A l’origine, la plateforme est conçue comme un site de rencontres vidéo, un Tinder audiovisuel avant la lettre. Mais les utilisateurs commencent alors rapidement à partager leurs propres vidéos: moments drôles, animaux de compagnie, chansons de karaoké… En quelques mois, le nombre de vidéos mises en ligne explos. En octobre 2006, à peine un an et demi après sa création, Google rachète YouTube pour 1,3 milliard d’euros. Ce qui s’avérera une (très) bonne affaire.
Mais le succès ne s’est pas fait sans heurts. Des géants des médias tels que Viacom et la Premier League ont poursuivi YouTube en justice pour violation des droits d’auteur. La solution est venue en 2007 avec Content ID, un système permettant aux ayants droit de générer des revenus à partir de leur contenu. La plateforme est ainsi passée du statut de rebelle numérique à celui de partenaire fiable. Aujourd’hui, YouTube fait figure de géant de l’industrie des médias.
L’arme du sport
Le sport a joué un rôle crucial dans l’ascension fulgurante de YouTube: en 2024, il représentait 35 milliards d’heures de visionnage, soit une augmentation de 45% par rapport à l’année précédente.
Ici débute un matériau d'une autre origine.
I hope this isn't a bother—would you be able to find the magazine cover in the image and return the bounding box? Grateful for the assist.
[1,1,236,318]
Cette association fructueuse a commencé par une formule simple: des résumés gratuits ont séduit un public jeune délaissant de plus en plus la télévision.
En 2009, le média social a conclu un premier accord avec l’Indian Premier League (IPL) de cricket, dans le cadre duquel 70% des revenus publicitaires étaient reversés à la ligue. Une nouvelle étape fut franchie en 2012, lorsque le Comité international olympique (CIO) a choisi YouTube pour diffuser les Jeux olympiques de Londres dans 64 pays d’Asie et d’Afrique. Mais un événement bien moins classique qui marqua le principal tournant de l’histoire de la plateforme de vidéos et du sport: le 14 octobre 2012, le saut en chute libre de Felix Baumgartner depuis une capsule à 39 kilomètres d’altitude est suivi par huit millions de personnes. Le livestream, réalisé en collaboration avec les spécialistes du marketing de Red Bull, a été le plus important jamais diffusé et a même provoqué un ralentissement notable du trafic Internet non lié à cet événement aux Etats-Unis et en Europe. Les serveurs et la bande passante ont été saturés par le flux. YouTube a ainsi démontré qu’il pouvait non seulement gérer de courts clips, mais aussi des événements en direct d’envergure mondiale.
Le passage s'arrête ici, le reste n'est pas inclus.